Driving Brave

drivingbrave I was eight or nine when I had my first stress dream about driving. I still remember it in detail: someone had broken into my grandparents' home and I had to sneak out and drive the car to get help. I woke up shaking and vowed that I would never get behind the wheel of a car.

For years, I told people that I wasn't going to get my drivers' license. Instead, I would have a chauffeured limousine.

Everyone laughed politely. What a precocious little girl.

But I was serious.

The thought of operating a vehicle so large, heavy, and dangerous completely paralyzed me.

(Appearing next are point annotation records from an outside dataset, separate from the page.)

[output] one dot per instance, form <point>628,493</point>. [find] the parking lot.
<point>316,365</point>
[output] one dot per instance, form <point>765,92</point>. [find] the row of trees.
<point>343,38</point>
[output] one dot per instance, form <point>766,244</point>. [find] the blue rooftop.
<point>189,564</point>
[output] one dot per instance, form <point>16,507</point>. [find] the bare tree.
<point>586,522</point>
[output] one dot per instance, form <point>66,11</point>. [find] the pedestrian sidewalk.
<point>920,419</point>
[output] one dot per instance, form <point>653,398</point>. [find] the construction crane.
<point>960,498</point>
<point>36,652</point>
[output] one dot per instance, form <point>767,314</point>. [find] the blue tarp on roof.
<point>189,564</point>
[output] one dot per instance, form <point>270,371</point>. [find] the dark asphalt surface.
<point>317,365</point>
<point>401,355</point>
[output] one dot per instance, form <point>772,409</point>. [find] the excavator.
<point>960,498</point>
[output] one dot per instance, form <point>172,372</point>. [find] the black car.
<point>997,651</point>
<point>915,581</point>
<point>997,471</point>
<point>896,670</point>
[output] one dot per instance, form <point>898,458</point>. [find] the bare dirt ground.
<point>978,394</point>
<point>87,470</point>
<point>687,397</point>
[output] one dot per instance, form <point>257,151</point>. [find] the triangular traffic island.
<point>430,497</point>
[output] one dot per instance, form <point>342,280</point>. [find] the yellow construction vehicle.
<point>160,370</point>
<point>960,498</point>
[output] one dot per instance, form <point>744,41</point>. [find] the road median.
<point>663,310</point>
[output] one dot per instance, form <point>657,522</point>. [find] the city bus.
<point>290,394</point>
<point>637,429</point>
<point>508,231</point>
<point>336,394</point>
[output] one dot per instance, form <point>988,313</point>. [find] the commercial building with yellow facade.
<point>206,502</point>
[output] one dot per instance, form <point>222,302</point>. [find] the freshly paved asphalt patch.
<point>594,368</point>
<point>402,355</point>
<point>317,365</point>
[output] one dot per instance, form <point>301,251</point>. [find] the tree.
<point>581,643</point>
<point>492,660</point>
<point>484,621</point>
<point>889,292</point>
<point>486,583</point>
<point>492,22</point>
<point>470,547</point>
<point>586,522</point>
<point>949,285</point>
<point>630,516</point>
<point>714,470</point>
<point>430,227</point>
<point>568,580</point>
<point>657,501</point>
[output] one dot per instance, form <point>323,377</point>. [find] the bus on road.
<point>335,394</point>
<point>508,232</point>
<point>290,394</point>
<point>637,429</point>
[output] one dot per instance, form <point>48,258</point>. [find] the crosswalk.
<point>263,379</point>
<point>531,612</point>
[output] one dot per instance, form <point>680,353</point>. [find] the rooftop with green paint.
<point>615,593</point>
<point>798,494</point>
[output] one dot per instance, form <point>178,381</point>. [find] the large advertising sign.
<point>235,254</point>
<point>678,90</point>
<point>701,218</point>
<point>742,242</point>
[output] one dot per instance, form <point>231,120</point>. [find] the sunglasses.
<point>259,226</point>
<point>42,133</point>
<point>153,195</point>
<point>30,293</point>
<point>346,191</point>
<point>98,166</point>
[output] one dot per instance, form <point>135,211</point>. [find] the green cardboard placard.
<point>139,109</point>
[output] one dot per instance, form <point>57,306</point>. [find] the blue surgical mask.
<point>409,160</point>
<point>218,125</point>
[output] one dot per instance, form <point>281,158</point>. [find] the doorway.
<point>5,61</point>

As my friends started driving, flashing brand new learner's permits and acquiring cars from the 1970s, I thought about space and movement. For instance, how would a person maneuver a car into a left turn lane? This puzzled me to no end, it seemed such a tricky thing, knowing just when to break away from the main stream of traffic, guiding the car so that it didn't run into the median.

I started taking drivers ed, slightly comforted by the presence of an instructor with a functional brake. I almost never went above 25 miles per hour. This became a problem the first time I drove on the freeway.

I will never forget the first time I drove to work after getting my license. I was shaking hard and I felt sick. That seven minute drive was harrowing, if uneventful, but I emerged from the car and went to work. At the end of the day, I drove home.

Believe it or not, I find joy in cranking up the music and taking a curve quickly, these days. I am no longer afraid of turning left, going the speed limit or being mocked as I parallel park.

All this took time, and a lot of practice.

Lately, I've been practicing being brave. I've been saying true things out loud that I've barely even whispered inside my own head before. I've been shaking, quite literally, I've had a few stress dreams.

I wrote recently about how I'm finding connection in the broken places. Now that I've said it, I can't stop thinking about it. It feels like every meaningful conversation lately is accompanied by a little voice in my ear: tell that story, share that dream, be honest about this. I'm driving the car all over again, wondering how I'm ever going to turn left, and then, somehow, I do. I sigh heavily in relief. 

It feels like I'm being renewed, finally relaxing into myself: the real me.

Little by little, I'm realizing that who I am doesn't scare people away. If anything, I am a lot more relatable than the image I've crouched behind. I've noticed a change in the way others interact with me: they are more relaxed, more at ease. So am I.

In the not so distant future, I hope that it will be second nature to revel in the person God created me to be, in all of my glory, my mess, my pain, and process. I hope that one day, I'll be able to smile, turn up the music and lean into the curve.